= Conrad–Limpach synthesis =

Chemical reaction

The Conrad–Limpach synthesis is the condensation of anilines (1) with β-ketoesters (2) to form 4-hydroxyquinolines (4) via a Schiff base (3). The overall reaction type is a combination of both an addition reaction as well as a rearrangement reaction. This reaction was discovered by Max Conrad (1848–1920) and Leonhard Limpach (1852–1933) in 1887 while they were studying the synthesis of quinoline derivatives.

== Reaction mechanism ==

The mechanism begins with an attack of aniline on the keto group of the β-ketoester to form a tetrahedral intermediate. The newly formed oxide is then twice protonated to form the Schiff base, which then undergoes keto-enol tautomerization before an electrocyclic ring closing. The mechanism concludes with the removal of an alcohol, a series of proton transfers, and a keto/enol tautomerization to form a 4-hydroxyquinoline, the final product of the Conrad–Limpach synthesis.

Perhaps the most important step (and the rate-determining step) in the reaction mechanism is the annulation of the molecule via an electrocyclic ring closing. For this step, the Schiff base must be heated to ~250 °C for the ring closure to occur. Furthermore, the type of solvent used is very important to ensuring high yields of the 4-hydroxyquinoline product. In the early work, the cyclization was accomplished by heating the Schiff base without a solvent and the yields were very moderate (below 30%). Limpach reported many years later that the yields in the cyclization were raised to 95% in many cases when an inert solvent, such as mineral oil, was used for the reaction.

The Conrad-Limpach reaction mechanism also involves multiple keto-enol tautomerizations, all of which are catalyzed through the use of a strong acid, often HCl or H_{2}SO_{4}.

With much of the literature on the synthesis of quinolines, there is some discrepancy on whether a substituted 4-hydroxyquinoline or a substituted 4-quinolone is the final product of the Conrad–Limpach synthesis. Although the reaction product is often shown as a hydroxyquinoline (the enol form), it is believed that the quinolone (keto form) predominates. For the purposes of this page and based on the reaction mechanism as it is shown in Name Reactions: A Collection of Detailed Mechanisms and Synthetic Applications by Ji Jack Li, the product is a hydroxyquinoline.

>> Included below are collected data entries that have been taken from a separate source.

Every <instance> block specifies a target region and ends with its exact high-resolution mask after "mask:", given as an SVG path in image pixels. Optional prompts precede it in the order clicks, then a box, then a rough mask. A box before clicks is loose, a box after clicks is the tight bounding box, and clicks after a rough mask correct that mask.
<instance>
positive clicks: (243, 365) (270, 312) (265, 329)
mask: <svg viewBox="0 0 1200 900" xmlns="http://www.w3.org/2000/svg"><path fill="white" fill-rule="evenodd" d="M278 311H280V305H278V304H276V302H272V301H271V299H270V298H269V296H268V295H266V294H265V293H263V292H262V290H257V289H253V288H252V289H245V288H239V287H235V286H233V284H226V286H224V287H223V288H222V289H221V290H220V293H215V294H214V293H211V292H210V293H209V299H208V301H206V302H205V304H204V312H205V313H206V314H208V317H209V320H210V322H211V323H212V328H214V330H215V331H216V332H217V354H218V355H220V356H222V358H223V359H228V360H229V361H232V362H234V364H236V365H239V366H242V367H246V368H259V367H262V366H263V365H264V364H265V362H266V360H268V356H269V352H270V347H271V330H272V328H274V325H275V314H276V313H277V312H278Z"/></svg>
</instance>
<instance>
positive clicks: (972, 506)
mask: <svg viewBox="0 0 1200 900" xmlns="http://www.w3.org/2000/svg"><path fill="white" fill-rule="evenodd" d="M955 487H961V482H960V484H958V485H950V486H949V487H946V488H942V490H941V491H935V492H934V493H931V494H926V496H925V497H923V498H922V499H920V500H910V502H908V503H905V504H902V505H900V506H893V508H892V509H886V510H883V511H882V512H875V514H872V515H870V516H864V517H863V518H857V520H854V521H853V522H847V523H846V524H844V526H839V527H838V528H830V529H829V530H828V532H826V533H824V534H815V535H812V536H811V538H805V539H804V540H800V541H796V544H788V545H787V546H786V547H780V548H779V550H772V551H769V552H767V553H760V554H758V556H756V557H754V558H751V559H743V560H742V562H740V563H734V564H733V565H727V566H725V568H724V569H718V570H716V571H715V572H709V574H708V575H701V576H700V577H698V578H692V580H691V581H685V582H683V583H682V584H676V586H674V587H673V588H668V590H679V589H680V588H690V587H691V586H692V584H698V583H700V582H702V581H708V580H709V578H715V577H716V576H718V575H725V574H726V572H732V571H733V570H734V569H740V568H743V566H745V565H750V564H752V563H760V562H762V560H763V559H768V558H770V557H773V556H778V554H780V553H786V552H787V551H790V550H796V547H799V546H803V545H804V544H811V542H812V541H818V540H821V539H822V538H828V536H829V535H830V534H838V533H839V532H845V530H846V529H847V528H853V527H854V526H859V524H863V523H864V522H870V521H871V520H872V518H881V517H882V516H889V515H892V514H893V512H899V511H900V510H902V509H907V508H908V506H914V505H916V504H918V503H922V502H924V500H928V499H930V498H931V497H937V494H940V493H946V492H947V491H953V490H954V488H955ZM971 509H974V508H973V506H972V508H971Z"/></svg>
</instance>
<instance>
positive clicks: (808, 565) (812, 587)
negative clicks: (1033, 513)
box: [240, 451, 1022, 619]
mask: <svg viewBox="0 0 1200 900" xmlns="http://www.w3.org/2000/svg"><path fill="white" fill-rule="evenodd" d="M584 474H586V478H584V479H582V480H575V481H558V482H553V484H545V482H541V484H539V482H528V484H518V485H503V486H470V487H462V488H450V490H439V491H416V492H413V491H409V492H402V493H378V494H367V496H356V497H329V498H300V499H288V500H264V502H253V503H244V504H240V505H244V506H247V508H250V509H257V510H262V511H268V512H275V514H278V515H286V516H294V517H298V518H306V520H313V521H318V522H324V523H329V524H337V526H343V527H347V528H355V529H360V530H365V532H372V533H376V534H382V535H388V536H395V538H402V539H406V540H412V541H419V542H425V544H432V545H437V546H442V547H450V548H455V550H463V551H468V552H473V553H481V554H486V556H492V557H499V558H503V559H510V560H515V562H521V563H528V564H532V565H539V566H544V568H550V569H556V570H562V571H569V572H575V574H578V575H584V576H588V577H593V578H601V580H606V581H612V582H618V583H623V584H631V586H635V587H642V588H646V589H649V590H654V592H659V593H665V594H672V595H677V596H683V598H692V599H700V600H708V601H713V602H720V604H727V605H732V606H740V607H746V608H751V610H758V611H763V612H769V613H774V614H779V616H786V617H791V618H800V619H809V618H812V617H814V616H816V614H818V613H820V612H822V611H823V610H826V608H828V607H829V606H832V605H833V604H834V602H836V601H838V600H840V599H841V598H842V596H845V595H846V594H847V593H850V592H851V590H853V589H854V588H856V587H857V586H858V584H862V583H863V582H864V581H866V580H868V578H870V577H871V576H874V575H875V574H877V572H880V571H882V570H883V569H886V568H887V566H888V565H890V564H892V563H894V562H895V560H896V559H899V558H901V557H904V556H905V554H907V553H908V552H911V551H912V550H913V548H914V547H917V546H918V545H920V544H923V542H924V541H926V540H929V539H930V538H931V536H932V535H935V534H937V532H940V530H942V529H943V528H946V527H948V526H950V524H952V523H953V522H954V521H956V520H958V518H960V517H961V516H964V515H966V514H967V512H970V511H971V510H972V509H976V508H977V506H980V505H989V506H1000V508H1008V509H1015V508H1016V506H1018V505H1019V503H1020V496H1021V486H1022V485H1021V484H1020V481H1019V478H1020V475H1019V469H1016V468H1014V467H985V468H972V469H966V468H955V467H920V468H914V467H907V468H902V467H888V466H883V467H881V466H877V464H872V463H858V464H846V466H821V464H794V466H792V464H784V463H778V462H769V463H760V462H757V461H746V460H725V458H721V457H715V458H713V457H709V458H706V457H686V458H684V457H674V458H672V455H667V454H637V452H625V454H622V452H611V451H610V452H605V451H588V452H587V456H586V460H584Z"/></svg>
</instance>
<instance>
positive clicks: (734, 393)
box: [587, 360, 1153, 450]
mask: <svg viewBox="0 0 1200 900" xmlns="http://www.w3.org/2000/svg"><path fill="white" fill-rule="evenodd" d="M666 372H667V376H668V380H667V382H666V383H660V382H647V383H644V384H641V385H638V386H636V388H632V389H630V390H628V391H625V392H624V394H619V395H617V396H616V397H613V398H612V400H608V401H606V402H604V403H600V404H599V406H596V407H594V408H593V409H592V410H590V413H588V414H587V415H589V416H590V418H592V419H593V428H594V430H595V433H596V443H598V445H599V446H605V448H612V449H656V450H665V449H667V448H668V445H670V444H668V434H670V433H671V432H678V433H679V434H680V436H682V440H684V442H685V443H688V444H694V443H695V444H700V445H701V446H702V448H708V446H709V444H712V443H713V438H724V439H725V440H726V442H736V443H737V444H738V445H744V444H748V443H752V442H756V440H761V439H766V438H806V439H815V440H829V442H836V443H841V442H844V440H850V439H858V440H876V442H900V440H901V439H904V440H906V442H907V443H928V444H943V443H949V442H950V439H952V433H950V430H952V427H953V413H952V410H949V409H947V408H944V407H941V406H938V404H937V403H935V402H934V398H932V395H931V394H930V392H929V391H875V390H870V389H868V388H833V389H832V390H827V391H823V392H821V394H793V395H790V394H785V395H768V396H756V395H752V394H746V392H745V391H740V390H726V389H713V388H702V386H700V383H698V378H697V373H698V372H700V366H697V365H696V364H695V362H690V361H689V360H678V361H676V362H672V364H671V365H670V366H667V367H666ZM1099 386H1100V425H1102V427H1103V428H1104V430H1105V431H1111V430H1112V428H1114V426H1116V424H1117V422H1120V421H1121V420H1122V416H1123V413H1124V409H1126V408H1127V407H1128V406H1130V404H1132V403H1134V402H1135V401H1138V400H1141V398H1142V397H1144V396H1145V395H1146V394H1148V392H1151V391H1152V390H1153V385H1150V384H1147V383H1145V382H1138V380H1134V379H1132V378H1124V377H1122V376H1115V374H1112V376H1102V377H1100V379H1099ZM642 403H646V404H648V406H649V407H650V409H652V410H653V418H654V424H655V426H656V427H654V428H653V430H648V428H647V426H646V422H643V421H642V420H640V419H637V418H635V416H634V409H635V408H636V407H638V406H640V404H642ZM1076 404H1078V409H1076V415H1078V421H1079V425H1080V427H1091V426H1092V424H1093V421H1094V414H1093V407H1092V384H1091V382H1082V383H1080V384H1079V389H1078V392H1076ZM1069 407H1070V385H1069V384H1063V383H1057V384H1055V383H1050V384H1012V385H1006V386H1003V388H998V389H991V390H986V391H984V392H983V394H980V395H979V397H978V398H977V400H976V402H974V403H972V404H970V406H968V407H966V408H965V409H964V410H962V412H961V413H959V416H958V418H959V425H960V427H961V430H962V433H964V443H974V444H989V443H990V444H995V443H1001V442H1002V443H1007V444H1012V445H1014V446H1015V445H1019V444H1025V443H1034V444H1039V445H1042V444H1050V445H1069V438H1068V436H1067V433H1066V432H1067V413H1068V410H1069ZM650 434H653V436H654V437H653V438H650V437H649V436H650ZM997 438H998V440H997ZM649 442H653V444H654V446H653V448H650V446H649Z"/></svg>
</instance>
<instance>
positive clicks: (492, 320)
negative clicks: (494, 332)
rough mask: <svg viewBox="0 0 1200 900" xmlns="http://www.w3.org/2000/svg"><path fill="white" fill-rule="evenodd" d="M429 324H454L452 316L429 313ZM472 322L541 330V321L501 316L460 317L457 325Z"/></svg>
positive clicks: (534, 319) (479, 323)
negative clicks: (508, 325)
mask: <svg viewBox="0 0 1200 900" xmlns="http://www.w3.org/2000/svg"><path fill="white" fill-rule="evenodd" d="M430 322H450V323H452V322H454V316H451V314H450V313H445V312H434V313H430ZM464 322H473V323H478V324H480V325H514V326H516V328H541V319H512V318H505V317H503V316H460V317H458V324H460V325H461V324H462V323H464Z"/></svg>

== Regioselectivity of β-ketoester: Knorr variation ==

In the reaction of aniline with a β-ketoester, there are two possible sites of attack for the aniline nitrogen atom: the very reactive keto group, or the less reactive ester group. When Conrad and Limpach first observed this reaction in 1887, it was run at room temperature, and gave high yields of β-aminoacrylate: the kinetic product. The reaction then continued to give the final product of 4-hydroxyquinoline. However, Ludwig Knorr observed that under higher temperatures (approximately 140 °C) the aniline would actually attack the ester group of the β-ketoester, leading to the thermodynamically preferred β-keto acid anilide product (albeit in less than ideal yields). Continuation of this reaction using the Conrad-Limpach mechanism led to the synthesis of 2-hydroxyquinoline. The initial synthesis of 2-hydroxyquinoline from a β-ketoanilide was reported in 1886 as the Knorr quinoline synthesis. Therefore, the overall reaction is sometimes called the “Conrad-Limpach-Knorr reaction”.

== Applications ==

The synthesis of 4-hydroxyquinolines and 4-quinolones is of great importance to a variety of fields, but most notably to the medical sciences due to their use as chemotherapeutic bactericidal drugs through their ability to kill bacteria. This mechanism involved disabling the bacterial topoisomerase II/IV enzyme (the target in most Gram-positive bacteria) or DNA gyrase (the target in Gram-negative bacteria), preventing the bacteria from unwinding their DNA and undergoing either DNA replication or transcription. The majority of drugs in clinical use are actually quinoline derivatives that belong to the subset fluoroquinolones, which have a fluorine atom attached to the central ring system, often at the C-6 or C-7 position.

There are also many non-antibacterial medical uses for 4-hydroxyquinoline. Baba et al. showed that many quinoline derivatives show promise in their anti-inflammatory effects for the treatment of arthritis, Schmidt et al. delved into the progress behind treating drug-resistant malaria using 4-hydroxyquinoline derivatives, and Lui-Zai Gang et al. studied the use of quinoline derivatives as HIV-1 integrase inhibitors.